Ridiculously Detailed Apollo 15 Simulator Could Help Us Return To The Moon

Scientists at the European Space Agency are using a powerful new simulator to relive the Apollo 15 mission in excruciating detail. By revisiting this and other missions, the researchers are seeing old data with new eyes, and the exercise will also help in the planning of future missions.

Developed by NASA’s Jet Propulsion Laboratory, the system is called SPICE, and it’s allowing researchers with the European Space Agency to recreate historic missions in high-definition, 360-degree virtual reality, according to an ESA press release.

This is an amazing and informative exercise in its own right, but SPICE is also offering new ways of demonstrating and validating archival scientific data. At the same time, it’s providing a new platform for testing systems that are expected to be used during upcoming lunar missions.

The SPICE platform being used by the ESA is stationed at its ESAC astronomy centre in Spain. This software can interpret and process data collected from previous missions, such as the 1971 Apollo 15 mission to the Moon, which was well-equipped with scientific instrumentation. This old data finding new life.

This has allowed the team, for example, to simulate the view of the lunar surface as seen from the Apollo 15 Command Service Module (CSM) as it orbited the Moon.

“By combining positioning data with a highly detailed digital elevation model of the lunar surface, we can know exactly what the instruments were pointing at as they [recorded] their results,” explained ESA project scientist Erik Kuulkers in the press release.

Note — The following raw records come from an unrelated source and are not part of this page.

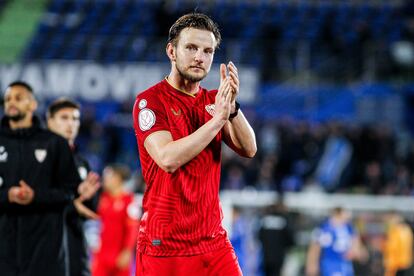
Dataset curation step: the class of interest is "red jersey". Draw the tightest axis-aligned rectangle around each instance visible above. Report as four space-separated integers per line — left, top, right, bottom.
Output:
95 192 138 265
133 80 229 256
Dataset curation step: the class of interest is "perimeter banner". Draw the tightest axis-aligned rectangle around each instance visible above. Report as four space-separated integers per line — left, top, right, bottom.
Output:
0 61 258 103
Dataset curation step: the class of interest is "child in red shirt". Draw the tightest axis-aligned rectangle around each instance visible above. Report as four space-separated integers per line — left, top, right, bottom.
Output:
92 165 139 276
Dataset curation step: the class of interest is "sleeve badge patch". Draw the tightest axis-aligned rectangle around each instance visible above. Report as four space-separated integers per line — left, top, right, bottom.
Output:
206 104 216 116
138 108 155 131
138 99 147 109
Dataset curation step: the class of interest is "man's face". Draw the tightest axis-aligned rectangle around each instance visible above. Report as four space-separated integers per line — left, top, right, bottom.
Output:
47 107 80 143
174 28 217 82
4 85 37 122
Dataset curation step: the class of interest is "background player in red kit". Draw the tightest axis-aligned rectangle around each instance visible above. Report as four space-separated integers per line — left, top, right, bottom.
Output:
133 13 256 276
92 165 138 276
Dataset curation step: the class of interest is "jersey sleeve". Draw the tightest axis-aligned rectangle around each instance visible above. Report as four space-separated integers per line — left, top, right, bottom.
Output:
123 196 140 250
133 93 170 142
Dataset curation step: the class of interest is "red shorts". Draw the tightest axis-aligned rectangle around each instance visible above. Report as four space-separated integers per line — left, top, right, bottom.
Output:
135 247 243 276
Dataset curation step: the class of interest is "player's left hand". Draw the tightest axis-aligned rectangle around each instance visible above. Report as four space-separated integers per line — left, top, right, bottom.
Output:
227 61 240 113
116 249 132 269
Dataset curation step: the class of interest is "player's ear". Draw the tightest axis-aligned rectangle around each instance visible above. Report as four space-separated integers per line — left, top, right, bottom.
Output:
165 43 176 61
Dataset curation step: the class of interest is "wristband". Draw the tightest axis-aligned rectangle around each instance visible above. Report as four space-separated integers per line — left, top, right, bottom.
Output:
229 102 240 120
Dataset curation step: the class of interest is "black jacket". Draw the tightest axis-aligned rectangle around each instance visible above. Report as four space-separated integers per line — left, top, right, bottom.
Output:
0 117 80 276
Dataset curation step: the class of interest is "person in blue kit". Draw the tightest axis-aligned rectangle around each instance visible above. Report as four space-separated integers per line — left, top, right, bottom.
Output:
306 207 367 276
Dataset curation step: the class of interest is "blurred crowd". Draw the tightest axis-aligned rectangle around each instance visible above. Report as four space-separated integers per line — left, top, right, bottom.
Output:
222 119 414 195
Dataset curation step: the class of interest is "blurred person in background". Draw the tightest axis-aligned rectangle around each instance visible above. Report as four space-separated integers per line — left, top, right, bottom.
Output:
0 81 81 276
47 98 99 276
92 164 139 276
306 207 368 276
133 13 257 276
259 196 295 276
384 211 413 276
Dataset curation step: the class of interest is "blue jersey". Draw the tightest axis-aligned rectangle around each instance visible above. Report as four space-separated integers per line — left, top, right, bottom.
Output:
313 220 355 276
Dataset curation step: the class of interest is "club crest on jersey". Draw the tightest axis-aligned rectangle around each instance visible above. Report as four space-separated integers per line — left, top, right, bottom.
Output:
206 104 216 116
0 146 9 162
35 149 47 163
138 108 155 131
138 99 147 109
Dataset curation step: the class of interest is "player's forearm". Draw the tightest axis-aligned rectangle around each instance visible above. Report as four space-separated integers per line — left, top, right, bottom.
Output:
225 110 257 158
156 117 226 173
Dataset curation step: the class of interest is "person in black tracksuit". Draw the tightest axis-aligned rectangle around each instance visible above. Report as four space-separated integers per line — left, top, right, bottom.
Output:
0 82 80 276
258 196 294 276
47 98 99 276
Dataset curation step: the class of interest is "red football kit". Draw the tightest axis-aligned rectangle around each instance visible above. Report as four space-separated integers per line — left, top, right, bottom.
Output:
133 80 238 275
92 192 138 276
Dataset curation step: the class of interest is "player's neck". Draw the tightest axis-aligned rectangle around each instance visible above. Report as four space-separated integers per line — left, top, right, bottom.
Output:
165 72 200 96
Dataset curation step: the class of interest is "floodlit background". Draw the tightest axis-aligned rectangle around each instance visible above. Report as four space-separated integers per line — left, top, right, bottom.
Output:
0 0 414 276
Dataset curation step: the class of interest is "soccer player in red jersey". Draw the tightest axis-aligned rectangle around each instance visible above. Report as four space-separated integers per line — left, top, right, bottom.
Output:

To collect information like the orbiter’s altitude, orientation, and velocity, the researchers pulled information from the CMS’s Gamma Ray Spectrometer and X-Ray Fluorescence Spectrometer. Data collected by these tools wasn’t meant for this (they were being used to measure the composition of the Moon’s surface, among other things), but this data is now being leveraged in a very cool way.

“These two instruments were mounted together in the Scientific Instrument Module (SIM) of CSM,” said ESA SPICE Service engineer Alfredo Escalante López. “To check the accuracy of our recreation we went on to compare images gathered by the visible-light Mapping Camera, also in the SIM with our artificially generated views.”

Using topographical data collected by modern instruments, such as the laser altimeter on NASA’s Lunar Reconnaissance Orbiter, the scientists were able to achieve resolutions of 5 metres per pixel.

In addition to the overhead lunar flyby, the researchers have simulated and subsequently studied the landing of the Apollo 15 Lunar Module and a drive around the landing site aboard the Lunar Rover. The scientists have also simulated the ESA’s 2003 SMART-1 mission, which tested solar electric propulsion and made observations of the lunar surface.

Future applications of SPICE will allow various ESA teams to prepare for future missions, such as Mars Express, Venus Express, Rosetta, the ExoMars Trace Gas Orbiter, BepiColombo (Mercury), and Russia’s Luna-27, which is scheduled to explore the lunar surface looking for water ice and other minerals as early as 2025. By simulating future missions to the Moon, the researchers can develop and test systems capable of avoiding perilous terrain, among other tricky mission requirements.

Another cool aspect about SPICE is that the ESA is making all of this data available to the public. So if you’ve got virtual reality headset, buckle up and relive some of the most iconic moments in space history.